Но все на свете когда-нибудь да кончается, и к девятому апреля нами было завербовано сто десять человек. Добираться до России им предстояло по суше, а мы утром десятого числа покинули Венецию и вышли в море.
На сей раз «Чайка» с «Кадиллаком» шли не рядом, а примерно в тридцати километрах друг от друга, поддерживая постоянную связь по радио. Такое построение имело целью поймать какой-нибудь одиночный турецкий кораблик, а потом вежливо побеседовать с находящимися на нем информированными людьми про обстановку в Эгейском и Мраморном морях.
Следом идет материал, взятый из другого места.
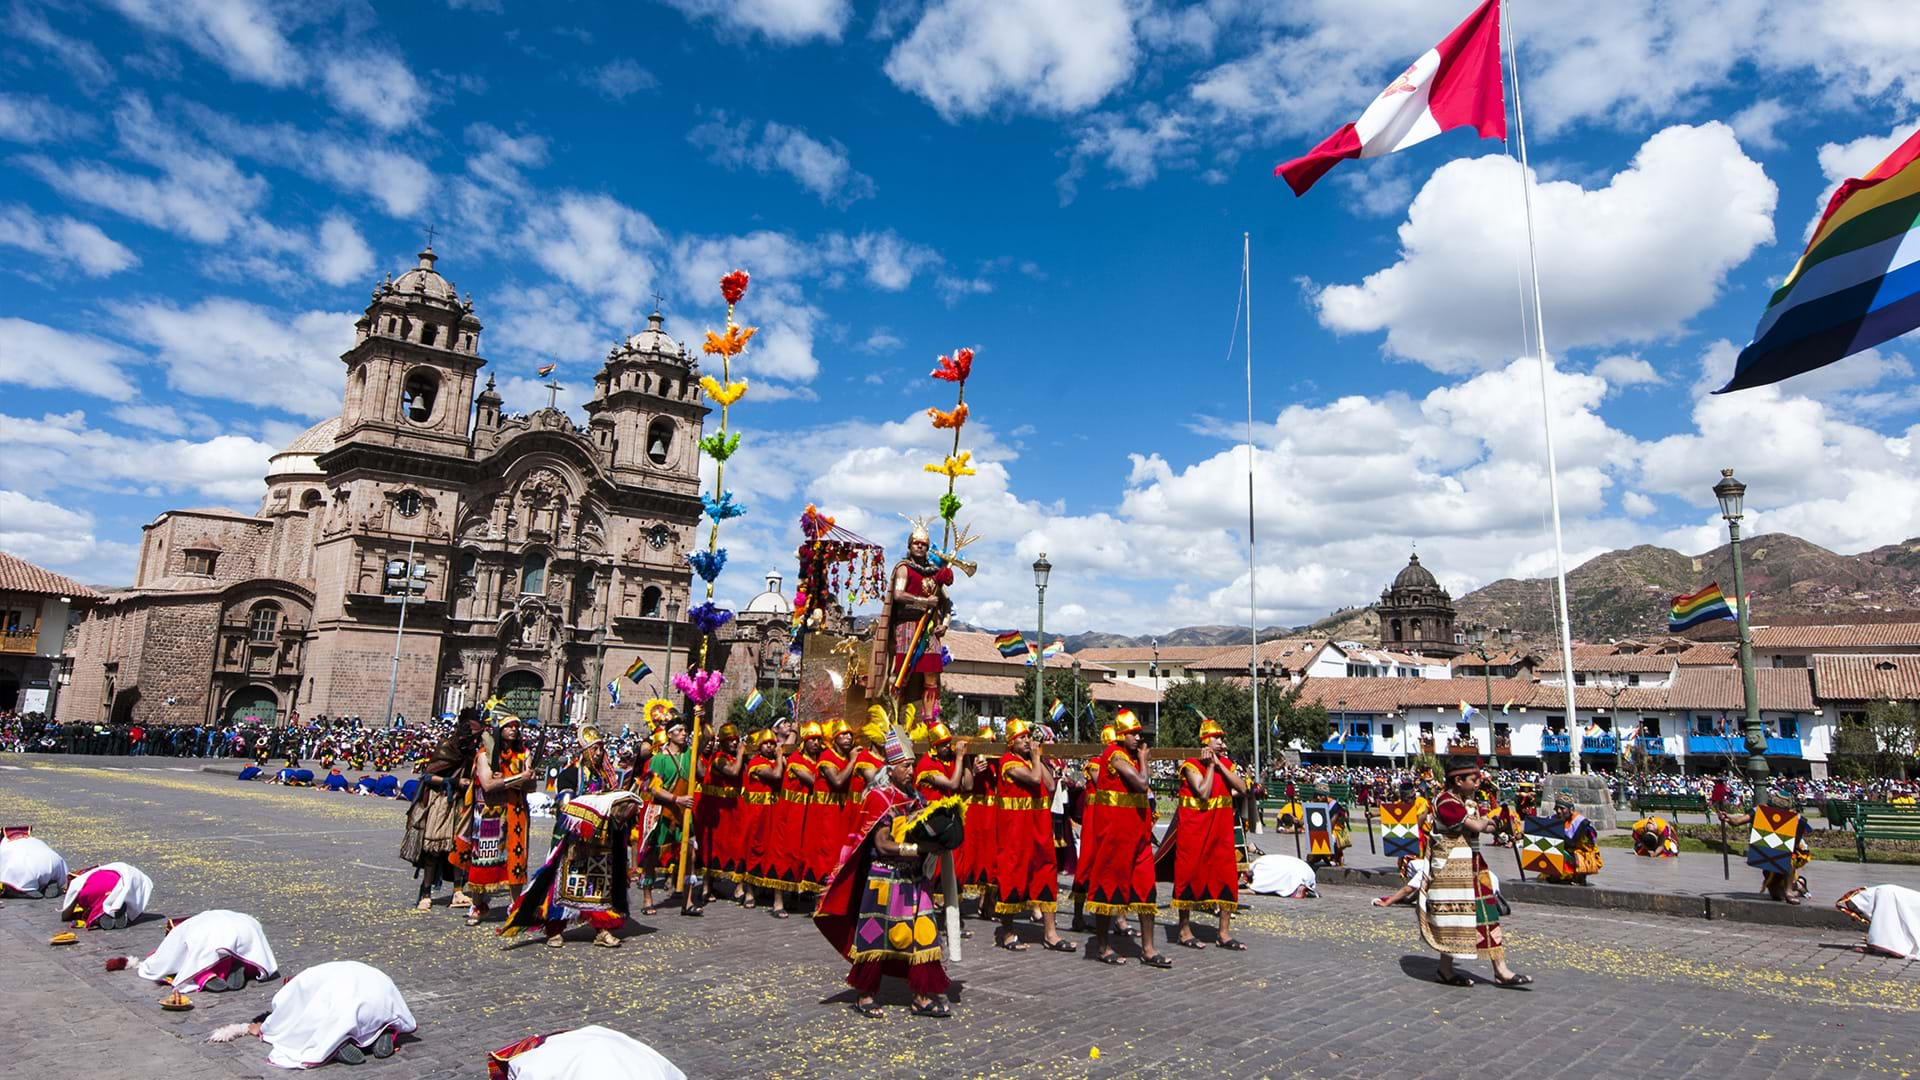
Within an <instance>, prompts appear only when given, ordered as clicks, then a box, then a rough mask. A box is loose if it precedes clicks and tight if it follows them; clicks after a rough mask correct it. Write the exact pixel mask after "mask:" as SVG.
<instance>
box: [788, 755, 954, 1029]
mask: <svg viewBox="0 0 1920 1080" xmlns="http://www.w3.org/2000/svg"><path fill="white" fill-rule="evenodd" d="M922 761H925V759H922ZM885 763H887V769H885V773H879V774H876V776H874V784H872V786H868V788H866V790H864V792H862V794H860V803H858V807H856V815H858V817H856V819H854V824H852V828H851V832H849V840H852V844H851V849H849V853H847V863H845V865H843V867H839V871H837V872H835V874H833V878H831V882H828V888H826V892H822V896H820V903H818V905H816V909H814V928H816V930H820V934H822V936H824V938H826V940H828V942H829V944H831V945H833V949H835V951H837V953H839V955H843V957H847V961H851V965H852V967H849V970H847V986H852V990H854V994H856V997H854V1003H852V1009H854V1011H856V1013H860V1015H862V1017H874V1019H877V1017H879V1015H881V1007H879V1003H877V1001H876V999H874V997H876V995H877V994H879V980H881V978H883V976H887V974H891V976H895V978H906V986H908V990H910V992H912V995H914V1005H912V1009H910V1011H912V1015H916V1017H931V1019H945V1017H950V1015H952V1009H950V1007H948V1005H947V1001H943V999H941V997H943V995H945V994H947V988H948V980H947V969H945V967H943V965H941V959H943V949H941V922H939V917H937V909H935V897H937V886H935V884H933V880H931V874H929V871H927V867H929V865H931V863H933V859H929V857H927V855H937V853H939V851H945V849H948V847H947V846H945V838H948V836H950V826H952V824H958V819H956V811H960V807H958V805H954V803H950V801H947V803H945V805H937V803H939V799H937V801H935V803H929V801H927V799H924V798H922V796H920V792H918V790H916V773H920V769H918V767H916V765H914V744H912V740H910V738H908V734H906V730H904V728H900V726H899V724H889V728H887V738H885Z"/></svg>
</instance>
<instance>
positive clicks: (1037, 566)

Первые два дня мы двигались по Адриатике и никаких кораблей, кроме трех венецианских, тут не встретили. Почти половину этого времени Петр провел в моей каюте, постигая основы расчета на прочность балочных конструкций в приложении к катамарану. Он решил, что такой тип судна будет очень хорош в прибрежных операциях. Первое преимущество — он может нести заметно больше десанта, чем обычный корабль такого же водоизмещения. Это ему подсказал я, но дальше мой ученик думал сам и пришел к довольно интересным выводам. Им способствовало то, что в Венеции он мог хорошо познакомиться с галерами, коих немало имелось во флоте республики.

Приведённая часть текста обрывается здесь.